Correspondance de Gustave Flaubert/Tome 2/0308

Louis Conard (Volume 2p. 364-367).

308. À LOUISE COLET.
8 février.

Tu es donc, décidément, enthousiaste de Saint Antoine, toi. Enfin ! j’en aurai toujours eu un ! C’est quelque chose. Quoique je n’accepte pas tout ce que tu m’en dis, je pense que les amis n’ont pas voulu voir tout ce qu’il y avait là. Ç’a été légèrement jugé ; je ne dis pas injustement, mais légèrement. Quant à la correction que tu m’indiques, nous en causerons ; c’est énorme. Je rentre avec grand dégoût dans un cercle d’idées que j’ai abandonné, et c’est ce qu’il faut faire pour corriger dans le ton des autres parties circonvoisines.

J’aurai bien du mal à refaire mon Saint. Je devrai m’absorber bien longtemps pour pouvoir inventer quelque chose. Je ne dis point que je n’essayerai pas, mais ce ne sera pas de sitôt.

Je suis dans un tout autre monde maintenant, celui de l’observation attentive des détails les plus plats. J’ai le regard penché sur les mousses de moisissure de l’âme. Il y a loin de là aux flamboiements mythologiques et théologiques de Saint Antoine. Et, de même que le sujet est différent, j’écris dans un tout autre procédé. Je veux qu’il n’y ait pas dans mon livre un seul mouvement, ni une seule réflexion de l’auteur.

Je crois que ce sera moins élevé que Saint Antoine comme idées (chose dont je fais peu de cas), mais ce sera peut-être plus raide et plus rare, sans qu’il y paraisse. Du reste, ne causons plus de Saint Antoine. Ça me trouble, ça m’y fait resonger et perdre un temps inutile. Si la chose est bonne, tant mieux ; si mauvaise, tant pis. Dans le premier cas, qu’importe le moment de sa publication ? Dans le second, puisqu’elle doit périr, à quoi bon ?

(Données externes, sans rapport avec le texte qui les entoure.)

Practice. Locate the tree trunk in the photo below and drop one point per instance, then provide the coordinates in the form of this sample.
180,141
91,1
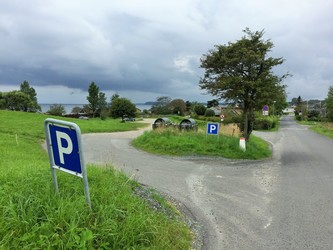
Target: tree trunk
248,123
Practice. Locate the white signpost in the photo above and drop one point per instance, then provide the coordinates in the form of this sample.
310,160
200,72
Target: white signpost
64,146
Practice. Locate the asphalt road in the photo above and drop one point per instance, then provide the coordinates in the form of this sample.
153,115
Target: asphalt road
285,202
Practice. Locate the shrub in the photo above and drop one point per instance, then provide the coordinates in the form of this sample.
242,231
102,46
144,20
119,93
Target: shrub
199,109
265,122
57,109
209,113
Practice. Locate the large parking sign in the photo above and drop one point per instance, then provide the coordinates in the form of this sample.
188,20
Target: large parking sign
212,128
64,146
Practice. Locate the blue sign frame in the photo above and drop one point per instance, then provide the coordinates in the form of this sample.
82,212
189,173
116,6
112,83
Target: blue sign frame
64,146
212,128
65,149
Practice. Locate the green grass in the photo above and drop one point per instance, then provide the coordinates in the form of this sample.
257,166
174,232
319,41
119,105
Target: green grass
33,217
173,142
32,125
323,128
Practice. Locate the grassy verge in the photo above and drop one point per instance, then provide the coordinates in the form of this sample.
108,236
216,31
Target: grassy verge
323,128
173,142
33,217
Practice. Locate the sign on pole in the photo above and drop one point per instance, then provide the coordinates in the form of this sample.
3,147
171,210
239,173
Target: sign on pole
212,129
64,146
265,110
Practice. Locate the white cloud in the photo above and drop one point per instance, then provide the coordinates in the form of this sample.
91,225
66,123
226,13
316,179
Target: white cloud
139,47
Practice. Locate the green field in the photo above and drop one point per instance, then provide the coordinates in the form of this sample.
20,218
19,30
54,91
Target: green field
33,217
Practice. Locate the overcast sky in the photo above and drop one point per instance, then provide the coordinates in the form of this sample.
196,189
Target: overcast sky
142,49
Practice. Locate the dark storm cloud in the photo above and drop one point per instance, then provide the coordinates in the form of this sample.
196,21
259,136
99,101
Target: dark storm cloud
153,48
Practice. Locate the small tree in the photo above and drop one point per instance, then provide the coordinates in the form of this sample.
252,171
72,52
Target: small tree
121,107
177,106
76,110
17,100
329,104
161,106
199,109
212,103
30,91
242,72
93,97
57,109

J’ai un peu mieux travaillé cette semaine. J’irai à Paris d’ici à un mois ou cinq semaines, car je vois bien que ma première partie ne sera pas faite avant la fin d’avril. J’en ai bien encore pour une grande année, à 8 heures de travail par jour. Le reste du temps est employé à du grec et à l’anglais. Dans un mois je lirai Shakespeare tout couramment, ou à peu de chose près.

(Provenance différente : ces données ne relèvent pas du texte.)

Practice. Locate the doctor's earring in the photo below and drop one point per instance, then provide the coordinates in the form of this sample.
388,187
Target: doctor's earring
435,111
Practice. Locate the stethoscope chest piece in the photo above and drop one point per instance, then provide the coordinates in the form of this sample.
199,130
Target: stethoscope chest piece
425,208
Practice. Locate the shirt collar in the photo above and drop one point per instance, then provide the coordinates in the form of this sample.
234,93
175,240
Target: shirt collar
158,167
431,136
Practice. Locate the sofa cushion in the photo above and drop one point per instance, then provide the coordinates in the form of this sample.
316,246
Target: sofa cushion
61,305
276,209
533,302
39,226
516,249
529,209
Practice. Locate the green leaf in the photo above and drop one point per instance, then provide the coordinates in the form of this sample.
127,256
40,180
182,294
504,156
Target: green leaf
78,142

Je lis, le soir, du théâtre de Gœthe. Quelle pièce que Goetz de Berlichingen !

À ce qu’il paraît qu’il y a dans les journaux les discours de G[uizot] et de Montal[embert][1]. Je n’en verrai rien ; c’est du temps perdu. Autant bâiller aux corneilles que de se nourrir de toutes les turpitudes quotidiennes qui sont la pâture des imbéciles. L’hygiène est pour beaucoup dans le talent, comme pour beaucoup dans la santé. La nourriture importe donc. Voilà encore une institution pourrie et bête que l’Académie Française ! Quels barbares nous faisons avec nos divisions, nos cartes, nos casiers, nos corporations, etc. ! J’ai la haine de toute limite et il me semble qu’une Académie est tout ce qu’il y a de plus antipathique au monde à la constitution même de l’Esprit qui n’a ni règle, ni loi, ni uniforme.

Quels vers que ceux de l’ami Antony Deschamps !

Oui, tu es pour moi un délassement, mais des meilleurs et des plus profonds. Un délassement du cœur, car ta pensée m’attendrit, et il se couche sur elle comme moi sur toi. Tu m’as beaucoup aimé, pauvre chère femme, et maintenant tu m’admires beaucoup et m’aimes toujours. Merci de tout cela. Tu m’as donné plus que je ne t’ai donné, car ce qu’il y a de plus haut dans l’âme, c’est l’enthousiasme qui en sort.

Adieu, chère et bonne Louise, merci de ton fragment de la Chine. Un bon baiser sous ton col.


  1. M. de Montalembert prononça le 5 février son discours de réception à l’Académie française où il fut reçu par M. Guizot.